Publié : 19 décembre 2005

Gauthier Jérôme

Gauthier Jérôme intègre en 2000, par la voie MP (3/2) l’Université (licence de mathématiques fondamentales).

Thèse de mathématiques appliquées/traitement du signal en partenariat avec l’industrie.

Les points forts de cette école :
L’emploi et la recherche :
Après la prépa je suis parti à l’université (même si j’étais pris en 5/2) car je voulais m’orienter vers la recherche. L’université pour cela est bien évidemment une voie directe permettant de travailler dès la sortie de la prépa au contact de chercheurs.

La formation :
Le point fort incontestable de l’université est la liberté individuelle.

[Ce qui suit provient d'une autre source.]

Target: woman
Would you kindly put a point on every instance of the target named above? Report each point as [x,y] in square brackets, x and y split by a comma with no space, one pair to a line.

Liberté aussi pour le rythme et l’organisation du travail et dans le choix des sujets. La Fac offre la possibilité, pour peu que l’on soit un peu curieux, de s’ouvrir à de nombreux domaines et même à des disciplines hors du cursus normal (modules de philosophie, d’histoire ou de langues), ce qui m’a permis d’aller à la rencontre de gens qui m’ont naturellement mené à la thèse sur laquelle je travaille en ce moment.

Souvenir du Lycée :
Du Lycée Corneille je me souviens de la salle 26 (avant sa réfection) et du magnifique jeu de lumières vertes provoqué par les réflexions des rayons du soleil sur le plantes qui poussaient sur le mur d’en face le tout au travers de la poussière de craie en suspension qui donnait un léger effet brumeux à l’ensemble. Monsieur Legros me surprend regardant dehors et me demande de m’intéresser un peu au cours ce à quoi je réponds en souriant que je suis multitâche (prof. d’info. oblige !) et lui de m’assassiner : « Multitâche ?
Oui... enfin... surtout tâche ! ». Ca n’a pas l’air comme ça mais c’est un très bon souvenir ! C’était sans méchanceté et cela donna matière à moult plaisanterie par la suite. Ce que je voulais illustrer, maladroitement peut-être, c’est que la prépa c’était un esprit de camaraderie entre lesélèves et une forme de proximité, rare dans l’enseignement classique, avec les profs. C’est un souvenir parmi d’autres ; ayant passé 5 ans à Corneille j’en ai beaucoup, bons et mauvais, joyeux et tristes.
Juste une dernière chose pour conclure : de la prépa ce que je garde et que je veux encore garder longtemps ce sont des Amis (compagnons d’infortune disions nous parfois à l’époque !) que je vois encore régulièrement malgré les distances qui nous séparent maintenant.

Evaluer la taupe :
La formation en prépa est très dense, on nous fait ingurgiter une quantité phénoménale (j’exagère peut-être un peu mais à l’époque c’est l’impression que j’avais !) de connaissances que l’on a pas forcément le temps de digérer et d’intégrer. Personnellement mes facultés d’analyse et de synthèse se sont beaucoup plus développées une fois arrivé à la Fac. Le résultat est que ce n’est qu’arrivé en licence après quelques mois pour prendre du recul par rapport aux deux années précédentes que j’ai pris conscience de la richesse de l’enseignement que j’avais reçu !
Ce que j’ai appris par contre en prépa c’est une forme de travail intensif et efficace tout à fait différente de ce que je faisais au lycée et qui me sert encore aujourd’hui.